Among countless reasons for revering Churchill’s performance in 1940 is that he himself never for a moment succumbed to such silliness.  Though he justly described Dunkirk as a deliverance, he also warned the House of Commons and the nation that ‘wars are not won by evacuations’.  He knew that, while the men had been brought home, almost all their weapons and equipment had been lost: the British Army was effectively disarmed.

Thereafter he and his nation set the world a magnificent example of defiance.  But it was an impotent defiance, from which both Britain and democracy were redeemed only by the belated arrival of allies.   It was 1944 before Churchill’s soldiers, aided by huge infusions of American men, materiel and especially tanks, were fit to face a major European battlefield.

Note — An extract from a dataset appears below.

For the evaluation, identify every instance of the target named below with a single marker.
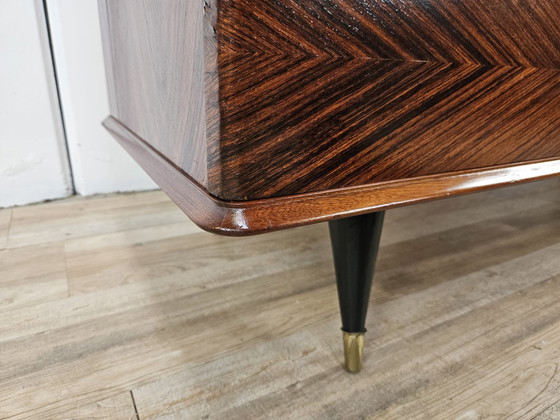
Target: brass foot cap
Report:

In the intervening four years, relatively tiny forces fought the Germans in North Africa and Italy, and a large imperial army surrendered to the Japanese at Singapore in February 1942.    Contrary to persisting British delusions, Hitler’s enmity and ambitions always focused upon the East.   In consequence of his invasion of Russia, the British and later Americans were granted the priceless luxury of being able to prepare at leisure for the belated June 1944 liberation of North-West Europe: the band of brothers of the US 101st Airborne Division, for instance, spent more than two years in uniform before hearing a shot fired in anger.

Michael Korda suggests that, thanks to victory in 1945, ‘Dunkirk was, and remains, perhaps the greatest British victory of World War Two, that rarest of historical events- a military defeat with a happy ending’.   This assertion stretches a very large point, not least because Churchill himself regarded the outcome of World War II as anything but happy, because Britain’s voice in the world, not to mention his own, had become so much diminished.

It would be unreasonable to demand that Christopher Nolan should have injected more than a fraction of the realities above into his Dunkirk.  The most absurd assaults on the film come from India, where critics complain that he does not feature the two companies of Indian service troops who were present on the beaches.    This is comparable with British wailing when Saving Private Ryan appeared, that their soldiers were absent without leave from the screen.  I wrote at the time that if any nation wants its role in any conflict glorified, it must make the films for itself.

Nolan seems to deserve congratulations for declining to include even a token American, for decades a pre-requisite for securing a US audience for a British war movie.  Indeed, this imperative so intimidated many British directors and their screenplay-writers that gallant American characters were often depicted showing the stupid English how battles should be fought.

This latest epic represents little worse a version of history than did The Longest Day, A Bridge Too Far or The Guns of Navarone.  Some of us are grateful that so many schoolchildren are going to see it, because they will at least discover that in 1940 there were beaches; the rescue of an army; sacrifice and considerable fortitude by their forefathers.  Britain’s grown-ups, however, should have been forcibly denied entrance to cinemas, at this moment when we are threatened with embarkation upon one of the most self-indulgent, wilfully foolish acts of self-harm in the nation’s history.

For all the charm of Michael Korda’s personal reminiscence of 1939-40, he is on much less sure ground in his narrative of the big events, partly because he is obviously a romantic, and partly because he relies heavily on elderly sources, including the British official history of the campaign in France, much of which is tosh.   He is surely right, however, to conclude his book by comparing the emotions of the modern Brexiters with those of June 1940: ‘there was a national feeling of relief at leaving the Continent and withdrawing behind the White Cliffs of Dover’.

After Brexit takes place I fear that this time around, we shall be unable to rely upon the Russians to stage a grand diversion in the East, to spare us from the hideous economic, social, cultural and political consequences of attempting to fight on alone, without the impeccable justification that Hitler has forced such a course upon us.